Among the dirty little secrets hidden away in Senate Bill 177, which would establish a single-payer healthcare system in Delaware is the manner in which it is to be funded.
They've got to raise a lot of money to have the government take over approximately 11% of the state's economy.
In 2003 the total health care expenditures by Delaware citizens, according the UD's Center for Applied Demography and Survey Research was $5.044 BILLION, a figure that has arguably risen to at least $5.45 billion today. (This is a low figure, by the way, as it does not completely capture the money Delaware citizens spend for healthcare out-of-state at places like Temple, Penn, Johns Hopkins, or Sloan-Kettering.)
Of that, again according to the Center for Applied Demography and Survery Research, Delaware citizens paid an average of $2,310 out-of-pocket costs for health care in 2003. Most of this went to premiums, co-pays, pharmaceuticals, and dental services (which are reimbursed by insurance at a much lower rate than health insurance).
One of the funding mechanisms that the authors of SB 177 intend to use to fund a single-payer healthcare system is:
All head of households and persons subject to Delaware's income tax shall pay a Health Security income tax of 2.5 percent of taxable income.
Delaware's current state income tax is a progressive structure with rates that begin at 2.2% and rise to 5.5% for income under $60,000, and 5.95% for income over that level.
An across-the-board 2.5% income tax rate increase to pay for this reform will MORE THAN DOUBLE the tax rate paid by our poorest tax-paying citizens.
Ironically, this is not only unfair but actually gratuitous.
Go back to that $5.45 BILLION dollar tab for health care in Delaware.
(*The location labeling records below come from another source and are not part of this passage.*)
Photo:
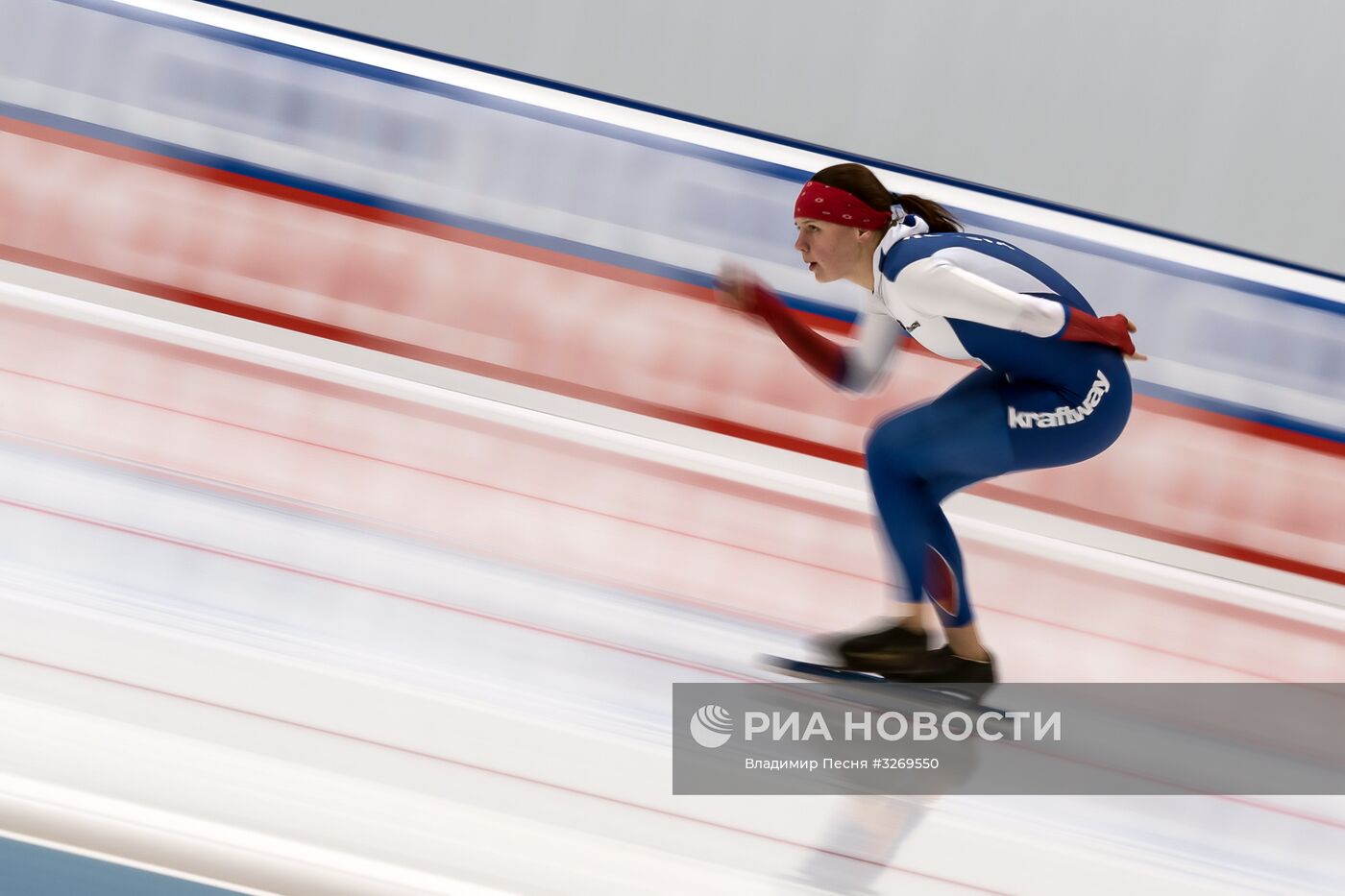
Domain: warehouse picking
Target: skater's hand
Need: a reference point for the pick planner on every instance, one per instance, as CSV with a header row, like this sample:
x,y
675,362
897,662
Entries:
x,y
735,288
1134,355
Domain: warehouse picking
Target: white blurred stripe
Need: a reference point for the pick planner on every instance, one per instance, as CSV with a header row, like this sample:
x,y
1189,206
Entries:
x,y
743,145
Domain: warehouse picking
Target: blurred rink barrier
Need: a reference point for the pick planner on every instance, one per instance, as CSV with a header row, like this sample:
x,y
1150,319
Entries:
x,y
369,439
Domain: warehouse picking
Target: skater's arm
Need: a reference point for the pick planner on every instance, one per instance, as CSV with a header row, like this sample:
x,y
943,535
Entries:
x,y
742,291
938,287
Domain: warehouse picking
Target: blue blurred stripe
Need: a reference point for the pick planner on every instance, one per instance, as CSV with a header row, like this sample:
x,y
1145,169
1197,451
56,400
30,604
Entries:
x,y
624,133
37,871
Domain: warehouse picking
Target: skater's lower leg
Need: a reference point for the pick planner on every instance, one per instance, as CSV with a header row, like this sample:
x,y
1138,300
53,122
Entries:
x,y
966,642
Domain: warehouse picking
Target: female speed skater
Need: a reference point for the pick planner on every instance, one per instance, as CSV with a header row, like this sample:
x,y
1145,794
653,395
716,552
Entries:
x,y
1052,388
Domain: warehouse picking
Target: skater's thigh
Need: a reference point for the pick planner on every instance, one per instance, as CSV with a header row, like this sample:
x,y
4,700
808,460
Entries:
x,y
959,436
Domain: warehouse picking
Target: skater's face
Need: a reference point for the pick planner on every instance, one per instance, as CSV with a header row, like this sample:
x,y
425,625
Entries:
x,y
836,252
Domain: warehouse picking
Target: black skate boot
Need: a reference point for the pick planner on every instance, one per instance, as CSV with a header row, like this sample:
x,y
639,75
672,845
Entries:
x,y
892,648
945,666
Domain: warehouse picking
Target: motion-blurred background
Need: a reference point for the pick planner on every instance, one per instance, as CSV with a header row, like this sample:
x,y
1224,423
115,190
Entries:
x,y
374,459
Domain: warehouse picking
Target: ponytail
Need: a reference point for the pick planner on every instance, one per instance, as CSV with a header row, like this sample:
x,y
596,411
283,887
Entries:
x,y
865,186
939,218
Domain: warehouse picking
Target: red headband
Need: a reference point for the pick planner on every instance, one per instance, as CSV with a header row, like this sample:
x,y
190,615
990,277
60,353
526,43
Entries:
x,y
831,204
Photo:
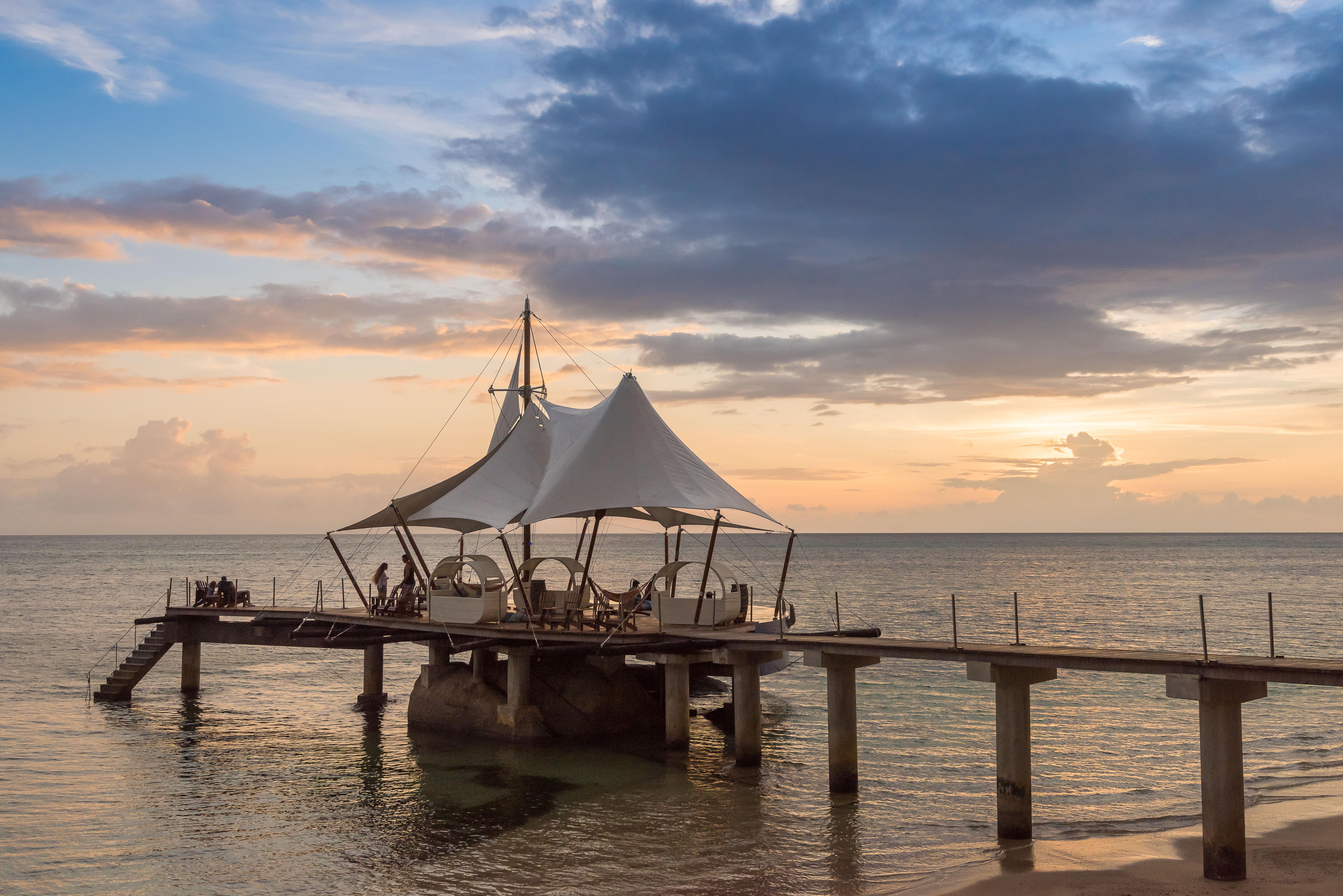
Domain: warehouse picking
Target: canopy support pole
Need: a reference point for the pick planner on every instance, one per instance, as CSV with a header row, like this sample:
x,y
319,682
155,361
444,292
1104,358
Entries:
x,y
578,551
508,553
679,530
704,582
587,565
784,577
346,566
414,566
414,547
527,401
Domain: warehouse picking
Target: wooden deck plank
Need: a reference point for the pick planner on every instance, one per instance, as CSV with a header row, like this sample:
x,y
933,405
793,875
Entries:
x,y
1118,660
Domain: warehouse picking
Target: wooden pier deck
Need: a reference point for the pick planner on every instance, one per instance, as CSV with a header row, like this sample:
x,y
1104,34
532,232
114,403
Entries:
x,y
1118,660
1219,683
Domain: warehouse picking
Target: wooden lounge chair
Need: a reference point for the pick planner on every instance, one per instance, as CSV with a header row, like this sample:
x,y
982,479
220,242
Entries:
x,y
618,610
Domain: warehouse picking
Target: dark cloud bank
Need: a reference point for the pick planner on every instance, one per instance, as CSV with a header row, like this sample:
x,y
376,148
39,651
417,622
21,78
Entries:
x,y
937,203
900,170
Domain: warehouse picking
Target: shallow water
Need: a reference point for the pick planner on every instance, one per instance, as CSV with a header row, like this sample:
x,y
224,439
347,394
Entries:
x,y
272,781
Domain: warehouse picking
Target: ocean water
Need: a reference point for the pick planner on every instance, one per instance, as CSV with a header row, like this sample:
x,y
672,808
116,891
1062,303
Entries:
x,y
271,780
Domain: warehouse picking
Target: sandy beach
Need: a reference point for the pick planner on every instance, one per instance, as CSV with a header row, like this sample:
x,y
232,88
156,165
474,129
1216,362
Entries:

In 2005 the state income tax only raised a grand total of $882,472,000 (link). So that 2.5% increase in the tax rate will bring in (very roughly) another $290 million--about 5.3% of the funds necessary to run this socialized nightmare system. Only about 10% of that will actually be brought in by the new regressive taxes on our poorest 20% of state taxpayers.
So the insult added to the injury is that single-payer advocates intend to dramatically raise taxes on the poorest of our tax-paying citizens only to raise a statistically insignificant amount of money.
This is fiscally sound statist government at its best, hey?